I made myself a cup of coffee and popped a bagel into the toaster. Then I scanned my news apps to see if there was any breaking news out of Tucson, but none as far as the media was concerned. Good.

  Once I rinsed out my coffee cup I removed the linens from the bed and tossed them in the wash. Usually Marshall and I dealt with laundry on Sundays, but I wanted to get this over with. An hour later, with the house picked up and fresh sheets on the bed, I sat down to review Wilbur’s folders.

  There were eleven of them in all and, like the first folder with the letter of reprimand, these all contained similar epistles. A few folders had more than one letter. Some were counseling memos, others were clearly letters of reprimand, and one was a letter of termination. I felt as if I had intruded on someone’s most personal, most private correspondence, and frankly, that was precisely what I’d done. Even though these letters were written decades ago, they still carried the same weight and tone as if they’d been penned yesterday.

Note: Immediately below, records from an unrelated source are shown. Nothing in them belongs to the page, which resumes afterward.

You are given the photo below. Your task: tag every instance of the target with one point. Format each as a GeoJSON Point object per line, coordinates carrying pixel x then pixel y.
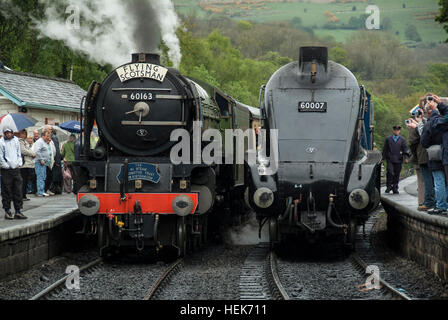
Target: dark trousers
{"type": "Point", "coordinates": [393, 175]}
{"type": "Point", "coordinates": [12, 189]}
{"type": "Point", "coordinates": [27, 176]}
{"type": "Point", "coordinates": [48, 180]}
{"type": "Point", "coordinates": [446, 173]}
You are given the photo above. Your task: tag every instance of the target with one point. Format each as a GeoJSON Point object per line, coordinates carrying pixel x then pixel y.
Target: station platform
{"type": "Point", "coordinates": [43, 214]}
{"type": "Point", "coordinates": [46, 233]}
{"type": "Point", "coordinates": [417, 235]}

  The question that immediately sprang to mind was obvious: What on earth was Wilbur Maines doing with them? According to Roxanne, he was an engineer and later promoted to manager, not a Human Resources director. I couldn’t help but wonder if he used those letters for his own nefarious reasons. Kenny thought Wilbur might have been sitting on some valuable intel regarding the company’s Mavis Gear, but I was banking my money on something much worse. Extortion.

  For simplicity’s sake, I pulled up a spreadsheet on my computer and listed the people’s names and reasons for the correspondence. It read like a who’s who of high school infractions. The only thing missing was smoking in the boys’ room. And with the exception of one name, no one else on the list had been terminated.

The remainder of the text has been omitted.